I greatly appreciated this recent sponsored post
by* featured at Tim Challies’s blog on Confronting the Current Church Leadership Crisis. Pastoral plurality in the local church is not just the biblical norm, it is a practical and spiritual necessity. But this plurality has to actually function as a plurality. We can look at the church leadership structure of many of these fallen celebrity pastors and see that there were other elders in place. Sometimes they do not actually have parity with the lead pastor — meaning, his vote outweighs theirs, if they even have one — and sometimes the parity is there on paper but not in practice. In either case, accountability isn’t just something to reserve for times of crisis.
Real collaboration and cooperation should be part of the functionality of the pastoral leadership. There’s nothing wrong with having one guy provide most of the preaching in a church, but he shouldn’t provide it all. And the service shouldn’t appear as a one-man show. Behind the scenes, church elders ought to exercise the Bible’s permission to ask questions, challenge assumptions, and check each other’s hearts. Elders ought to say “yes” a lot, but they are not supposed to be yes-men. And it ought not be inordinately difficult to fire a pastor who has disqualified himself. Whatever a church’s pastors are, the church itself will become. So if the pastoral team is “lead guy”-centered, existing mainly to prop up and orbit around the lead guy, guess what the church’s center will be?

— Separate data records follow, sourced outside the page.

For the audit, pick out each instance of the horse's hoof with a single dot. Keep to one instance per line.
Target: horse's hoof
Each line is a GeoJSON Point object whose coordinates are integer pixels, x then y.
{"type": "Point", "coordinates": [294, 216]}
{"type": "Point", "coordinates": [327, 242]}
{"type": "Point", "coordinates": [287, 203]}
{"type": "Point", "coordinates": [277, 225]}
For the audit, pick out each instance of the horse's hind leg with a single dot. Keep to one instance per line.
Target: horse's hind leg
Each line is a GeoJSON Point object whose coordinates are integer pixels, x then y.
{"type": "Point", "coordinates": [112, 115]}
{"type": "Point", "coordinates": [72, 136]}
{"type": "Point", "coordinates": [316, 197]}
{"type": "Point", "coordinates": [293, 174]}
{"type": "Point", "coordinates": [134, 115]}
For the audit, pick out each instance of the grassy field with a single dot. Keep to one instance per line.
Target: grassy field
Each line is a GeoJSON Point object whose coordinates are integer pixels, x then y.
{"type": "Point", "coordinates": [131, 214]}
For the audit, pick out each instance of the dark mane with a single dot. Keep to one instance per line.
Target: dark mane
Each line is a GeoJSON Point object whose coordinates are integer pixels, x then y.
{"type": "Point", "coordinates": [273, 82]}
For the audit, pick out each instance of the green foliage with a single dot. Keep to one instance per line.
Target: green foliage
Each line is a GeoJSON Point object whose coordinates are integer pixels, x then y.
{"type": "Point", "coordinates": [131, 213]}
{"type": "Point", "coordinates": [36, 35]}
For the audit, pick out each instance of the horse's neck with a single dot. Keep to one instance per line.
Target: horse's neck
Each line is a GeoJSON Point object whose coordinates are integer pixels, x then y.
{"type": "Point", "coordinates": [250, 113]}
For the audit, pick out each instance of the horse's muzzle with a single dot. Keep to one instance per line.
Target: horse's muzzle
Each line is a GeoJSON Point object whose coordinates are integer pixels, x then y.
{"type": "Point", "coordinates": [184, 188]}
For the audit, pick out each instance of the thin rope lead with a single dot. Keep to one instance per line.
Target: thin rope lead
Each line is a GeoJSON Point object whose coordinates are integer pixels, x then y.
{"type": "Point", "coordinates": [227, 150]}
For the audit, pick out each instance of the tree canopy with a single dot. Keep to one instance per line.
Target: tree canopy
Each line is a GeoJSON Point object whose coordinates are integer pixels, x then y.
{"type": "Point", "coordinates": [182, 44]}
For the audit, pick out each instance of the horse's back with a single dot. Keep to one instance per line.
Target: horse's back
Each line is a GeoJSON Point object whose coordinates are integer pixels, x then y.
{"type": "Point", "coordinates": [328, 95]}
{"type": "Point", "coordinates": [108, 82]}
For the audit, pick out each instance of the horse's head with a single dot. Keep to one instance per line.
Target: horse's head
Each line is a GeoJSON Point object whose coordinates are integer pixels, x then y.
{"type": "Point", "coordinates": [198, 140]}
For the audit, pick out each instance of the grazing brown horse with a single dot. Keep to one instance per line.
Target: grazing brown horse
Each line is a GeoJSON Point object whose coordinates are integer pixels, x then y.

Again, none of these things is easy to do. Tackling the celebrity pastor problem from any of these angles would likely require a fundamental and complex reconsideration and reconfiguration of the ways many of us do ministry, do church, “do” evangelicalism. But we leave these proposals unconsidered to our own peril. Ignoring these things certainly allows us to continue on as we’ve always done, indiscriminately adopting the values of the world in celebritizing our leaders and then acting shocked and angry when they fall under the pressure. But we’ve seen what happens when a ministry is oriented almost wholly around the platform of one guy. When he falls, the ministry does. Heck, set aside the notion of sinful disqualification. What happens to your satellite campuses when the big screen preacher gets hit by a bus?
Let’s figure this out, church.
* UPDATE: Previously mistakenly listed that blog post as by Challies, when it is a sponsored post from Biblical Eldership Resources. Apologies for the mistake. Still appreciate the post, paid for or not.